- Когда вы работаете над мемуарами, пользуетесь ли какими-либо старыми записями, дневниками или предпочитаете, чтобы события устоялись в памяти?
- К счастью, у меня есть склонность к дневникам. Память не в состоянии годами удерживать множество сиюминутных деталей. А когда я открываю старые записи, все забытое как бы заново оживает. Думаю, что все актерские книги если не сочинены кем-то со стороны, то написаны актерами, которые не ленились вести дневники. Недавно на юбилее Андрея Вознесенского ко мне подсела Люда Максакова, сказала, что читает мою книгу и удивляется, как я запомнила столько про Параджанова, Тарковского, Высоцкого, Бергольц, Бродского и других. Я ей говорю: "Ты тоже могла бы написать, например, о Рубене Николаевиче Симонове, гениальном человеке, с которым ты работала над многими спектаклями". А она возражает: "Я все помню лишь в общих чертах, детали и впечатления забылись".

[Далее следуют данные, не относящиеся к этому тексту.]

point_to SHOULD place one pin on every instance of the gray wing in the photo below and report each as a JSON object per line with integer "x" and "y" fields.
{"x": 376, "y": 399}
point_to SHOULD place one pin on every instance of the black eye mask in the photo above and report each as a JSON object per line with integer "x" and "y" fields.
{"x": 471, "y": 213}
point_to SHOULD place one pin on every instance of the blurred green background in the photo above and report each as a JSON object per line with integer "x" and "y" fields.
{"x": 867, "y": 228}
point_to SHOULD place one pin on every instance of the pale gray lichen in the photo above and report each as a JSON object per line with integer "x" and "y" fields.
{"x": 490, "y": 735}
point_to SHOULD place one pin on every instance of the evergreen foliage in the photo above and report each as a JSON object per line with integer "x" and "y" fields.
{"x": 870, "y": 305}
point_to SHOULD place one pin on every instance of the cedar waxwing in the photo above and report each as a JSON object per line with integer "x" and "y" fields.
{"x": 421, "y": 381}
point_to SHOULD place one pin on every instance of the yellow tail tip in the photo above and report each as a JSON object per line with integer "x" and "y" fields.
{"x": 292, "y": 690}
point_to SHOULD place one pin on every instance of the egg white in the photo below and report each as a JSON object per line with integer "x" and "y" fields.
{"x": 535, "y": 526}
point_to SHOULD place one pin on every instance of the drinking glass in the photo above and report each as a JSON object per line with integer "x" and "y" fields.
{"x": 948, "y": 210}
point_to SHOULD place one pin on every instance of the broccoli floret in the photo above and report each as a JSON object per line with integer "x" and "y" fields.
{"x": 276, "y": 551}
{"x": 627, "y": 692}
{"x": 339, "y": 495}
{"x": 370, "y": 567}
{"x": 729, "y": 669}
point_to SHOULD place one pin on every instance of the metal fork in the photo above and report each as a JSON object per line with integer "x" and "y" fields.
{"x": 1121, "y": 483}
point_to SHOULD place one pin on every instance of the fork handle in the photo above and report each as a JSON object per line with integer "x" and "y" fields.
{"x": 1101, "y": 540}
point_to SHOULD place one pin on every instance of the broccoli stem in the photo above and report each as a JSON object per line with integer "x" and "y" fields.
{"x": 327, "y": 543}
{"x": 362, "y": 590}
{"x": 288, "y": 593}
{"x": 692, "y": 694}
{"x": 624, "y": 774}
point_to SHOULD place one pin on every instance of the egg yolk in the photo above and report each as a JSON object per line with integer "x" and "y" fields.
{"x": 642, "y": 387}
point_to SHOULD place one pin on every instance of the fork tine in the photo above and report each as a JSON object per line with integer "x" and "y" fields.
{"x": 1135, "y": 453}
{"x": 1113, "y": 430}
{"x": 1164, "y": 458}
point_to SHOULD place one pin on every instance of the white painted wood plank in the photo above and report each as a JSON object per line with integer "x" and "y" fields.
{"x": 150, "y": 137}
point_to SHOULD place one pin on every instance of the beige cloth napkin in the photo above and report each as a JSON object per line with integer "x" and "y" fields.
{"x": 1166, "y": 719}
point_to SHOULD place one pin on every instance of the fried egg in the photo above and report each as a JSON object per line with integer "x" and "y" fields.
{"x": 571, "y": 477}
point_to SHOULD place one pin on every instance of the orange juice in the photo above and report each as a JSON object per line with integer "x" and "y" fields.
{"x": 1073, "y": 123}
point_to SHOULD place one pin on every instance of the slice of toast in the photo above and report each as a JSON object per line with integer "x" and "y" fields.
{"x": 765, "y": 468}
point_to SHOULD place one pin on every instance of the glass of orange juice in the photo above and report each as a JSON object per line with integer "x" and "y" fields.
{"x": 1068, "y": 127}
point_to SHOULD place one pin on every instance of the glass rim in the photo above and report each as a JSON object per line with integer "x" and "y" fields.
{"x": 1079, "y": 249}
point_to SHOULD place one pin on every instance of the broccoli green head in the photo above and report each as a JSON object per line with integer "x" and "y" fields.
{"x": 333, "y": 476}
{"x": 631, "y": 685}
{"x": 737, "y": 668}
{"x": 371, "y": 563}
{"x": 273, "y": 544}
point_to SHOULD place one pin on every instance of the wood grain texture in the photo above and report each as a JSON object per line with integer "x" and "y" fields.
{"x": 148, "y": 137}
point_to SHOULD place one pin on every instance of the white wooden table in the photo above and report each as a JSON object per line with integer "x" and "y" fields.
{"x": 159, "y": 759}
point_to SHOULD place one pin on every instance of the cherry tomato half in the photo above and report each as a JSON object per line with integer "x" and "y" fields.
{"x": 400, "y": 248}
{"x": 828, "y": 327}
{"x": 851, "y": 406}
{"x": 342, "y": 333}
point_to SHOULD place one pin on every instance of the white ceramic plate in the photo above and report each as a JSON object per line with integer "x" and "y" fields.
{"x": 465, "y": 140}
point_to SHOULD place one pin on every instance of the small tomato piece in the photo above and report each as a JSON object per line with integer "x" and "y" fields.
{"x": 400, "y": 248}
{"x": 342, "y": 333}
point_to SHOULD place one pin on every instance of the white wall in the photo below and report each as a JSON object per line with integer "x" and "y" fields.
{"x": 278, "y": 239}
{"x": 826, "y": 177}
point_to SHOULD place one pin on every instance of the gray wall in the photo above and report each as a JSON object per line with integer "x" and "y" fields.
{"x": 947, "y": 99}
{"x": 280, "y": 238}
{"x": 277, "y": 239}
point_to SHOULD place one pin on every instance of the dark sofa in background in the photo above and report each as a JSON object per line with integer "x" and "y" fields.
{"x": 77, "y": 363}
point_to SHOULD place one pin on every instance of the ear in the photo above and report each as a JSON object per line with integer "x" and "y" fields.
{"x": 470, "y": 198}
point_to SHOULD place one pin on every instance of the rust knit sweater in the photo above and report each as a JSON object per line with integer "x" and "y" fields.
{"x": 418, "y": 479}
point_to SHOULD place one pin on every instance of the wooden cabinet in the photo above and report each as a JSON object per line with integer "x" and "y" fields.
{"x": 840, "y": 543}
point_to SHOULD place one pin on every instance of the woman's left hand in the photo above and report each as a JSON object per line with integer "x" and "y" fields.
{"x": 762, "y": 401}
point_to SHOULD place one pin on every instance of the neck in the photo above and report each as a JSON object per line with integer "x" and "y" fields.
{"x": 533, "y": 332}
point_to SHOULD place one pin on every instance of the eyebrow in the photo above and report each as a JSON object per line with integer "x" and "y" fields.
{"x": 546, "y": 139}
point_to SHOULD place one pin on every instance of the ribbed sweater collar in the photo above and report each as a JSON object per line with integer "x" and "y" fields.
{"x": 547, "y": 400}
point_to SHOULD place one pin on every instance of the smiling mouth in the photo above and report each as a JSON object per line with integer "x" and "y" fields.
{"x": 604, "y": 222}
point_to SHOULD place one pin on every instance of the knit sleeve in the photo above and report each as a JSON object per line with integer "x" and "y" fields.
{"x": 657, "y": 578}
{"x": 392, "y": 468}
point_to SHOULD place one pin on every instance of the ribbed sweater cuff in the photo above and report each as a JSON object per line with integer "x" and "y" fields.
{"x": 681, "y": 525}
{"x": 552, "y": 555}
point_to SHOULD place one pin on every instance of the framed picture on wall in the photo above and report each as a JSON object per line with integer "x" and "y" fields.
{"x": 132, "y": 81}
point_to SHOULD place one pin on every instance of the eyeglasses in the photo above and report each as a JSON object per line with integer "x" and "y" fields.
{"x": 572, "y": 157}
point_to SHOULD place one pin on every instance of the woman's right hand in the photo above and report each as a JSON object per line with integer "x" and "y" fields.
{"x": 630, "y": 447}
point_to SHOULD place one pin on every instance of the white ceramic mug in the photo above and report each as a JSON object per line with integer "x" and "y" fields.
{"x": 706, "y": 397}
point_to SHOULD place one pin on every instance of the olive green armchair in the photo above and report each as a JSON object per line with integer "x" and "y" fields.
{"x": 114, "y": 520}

- Те люди, о ком вы вспоминаете, или их родственники не предъявляют ли к вам претензии, что, дескать, все было не так?
- "Все было, но все не так" - этого не может быть, потому что я записываю именно то, что было, и ничего не выдумываю. Что же касается взгляда на человека, то у каждого он свой, субъективный. В свое время я готовила книжку о Смоктуновском "А скажите, Иннокентий Михайлович". Мы с ним вместе жили в одном доме, снимались в шести или семи картинах и, можно сказать, хорошо друг к другу относились. Наши разговоры я записывала на полях роли, а когда стала расшифровывать, то поняла, что получается не такой уж гладкий портрет. Поэтому поехала к нему показать рукопись. Там, например, я его спрашиваю: "Иннокентий Михайлович, вы гений?" Он отвечает: "Да. Назовите мне другого такого актера, который сыграл бы Мышкина, Гамлета, Головлева, царя Федора, Иванова..." Я соглашаюсь: "Действительно, на таком уровне никто не играл столько. Но разве можно о самом себе так говорить?" - "Получается, Алла, что я выгляжу дураком? И это не следует публиковать?" Тут в разговор вступила его умная жена Суламифь Михайловна: "Кеша, ты не прав. Все написано хорошо". И книжка вышла. Хотя я знаю, что Смоктуновский запретил издавать о себе некоторые монографии и статьи, которые ему не понравились. Он серьезно относился к своей профессии. Намного серьезнее, чем я. Мне вот все равно, что обо мне пишут или какие высказывания приписывают. А Смоктуновский молился богу театра. И вычищал не свою биографию, а именно профессию. И, в общем, он был прав.